Look at God’s response. He asks Jonah, “Do you really have the right to be angry about the plant?” This time, Jonah snaps back, “Yes—angry enough to die!” This plays right into God’s hands, as the Lord turns Jonah’s anger against him. “You’re angry about the plant,” God says, “but you never took care of it—you didn’t make it grow; it was here one day and gone the next. If you’re concerned about that plant, why shouldn’t I be concerned about Nineveh? I made Nineveh, and everyone in it—more than 120,000 people, who have never had the chance to learn right from wrong. Yes, they do evil, but I love them in spite of their sin. But you, even if you can’t spare a thought for them, at least think of all the animals who would die if I destroyed the city.”
And there the book leaves us, with God’s appeal hanging in the air and Jonah still sitting in his selfish bitterness and tribal arrogance. The mere fact of the book’s existence may suggest that Jonah grew up and learned what God was trying to teach him, but we really have no way of knowing—which means that we can’t move on with the story and leave God’s appeal behind us; we’re left to answer the question, not for Jonah, but for ourselves. We don’t get to leave this safely in the past, where the Assyrian Empire has been dust for millennia; we have to face our own Nineveh, and our own Ninevites.

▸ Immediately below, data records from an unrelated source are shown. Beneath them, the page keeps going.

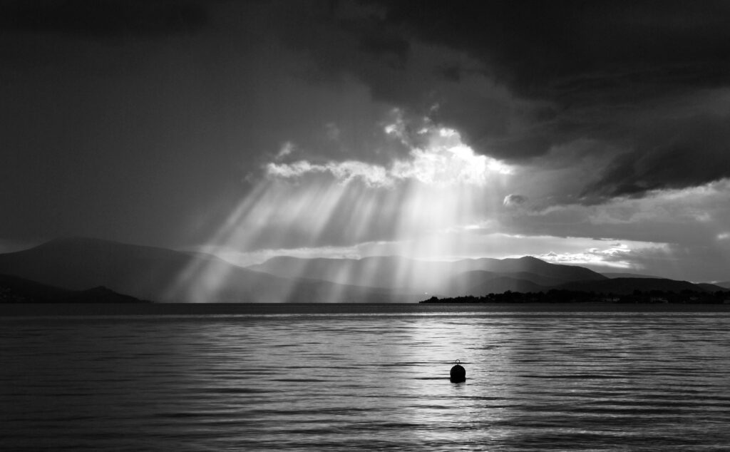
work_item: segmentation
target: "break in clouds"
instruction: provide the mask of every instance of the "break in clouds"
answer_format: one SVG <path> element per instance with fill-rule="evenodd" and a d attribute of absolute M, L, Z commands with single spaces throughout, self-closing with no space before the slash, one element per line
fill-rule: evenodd
<path fill-rule="evenodd" d="M 727 2 L 0 12 L 6 242 L 534 254 L 675 276 L 682 256 L 726 279 Z M 222 233 L 234 220 L 247 235 Z"/>

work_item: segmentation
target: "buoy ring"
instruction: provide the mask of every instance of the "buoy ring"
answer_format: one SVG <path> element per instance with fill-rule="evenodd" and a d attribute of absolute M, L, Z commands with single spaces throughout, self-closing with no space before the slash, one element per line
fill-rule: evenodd
<path fill-rule="evenodd" d="M 451 380 L 451 383 L 462 383 L 466 381 L 466 370 L 460 365 L 461 361 L 457 359 L 454 362 L 456 364 L 451 368 L 451 372 L 449 372 L 449 379 Z"/>

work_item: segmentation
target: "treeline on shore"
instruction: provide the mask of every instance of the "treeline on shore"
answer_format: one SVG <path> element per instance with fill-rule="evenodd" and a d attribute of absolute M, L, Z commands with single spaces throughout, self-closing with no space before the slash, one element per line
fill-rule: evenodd
<path fill-rule="evenodd" d="M 602 294 L 562 289 L 545 292 L 512 292 L 489 294 L 483 296 L 467 295 L 438 298 L 431 296 L 421 303 L 683 303 L 730 304 L 730 291 L 700 292 L 682 291 L 634 291 L 630 294 Z"/>

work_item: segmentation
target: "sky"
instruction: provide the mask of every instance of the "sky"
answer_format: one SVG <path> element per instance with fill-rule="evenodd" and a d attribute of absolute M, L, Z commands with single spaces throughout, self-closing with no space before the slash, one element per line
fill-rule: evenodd
<path fill-rule="evenodd" d="M 728 280 L 728 23 L 711 0 L 0 0 L 0 252 Z"/>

I don’t know where Nineveh is for you. It’s for you to consider whom you resent, who angers you, against whom you’re holding a grudge; I won’t name the person in your life who not only deserves to be judged, but whom you want to see judged—and quite frankly, I’m not going to tell you they don’t deserve it. But you know, even if they’re every bit as bad as you think, we still have God’s question ringing in our ears: “Should I not be concerned about Nineveh?” And behind that question, we hear the voice of Jesus: “Love your enemies and pray for those who persecute you, so that you may be children of your Father in heaven; for”—catch this—“for he makes his sun rise on the evil and on the good, and sends rain on the righteous and on the unrighteous.” In other words, “I made the Ninevites, too; I sent them the sun and the rain, and I sent my Son to die and rise again for them just as much as for you. Should I not be concerned about Nineveh?”
God doesn’t try to convince us that our enemies aren’t that bad; he doesn’t try to get us to understand them or sympathize with them; he doesn’t, in fact, do anything to minimize the scandal of what he asks of us. He simply says, “Love them. Bless them. Turn the other cheek, pray for them, and work for their well-being. Yes, they’re your enemies, yes, they hurt you; remember how I dealt with my enemies: I died for them. You were my enemy; I died for you. No, they don’t deserve it. Love them anyway.”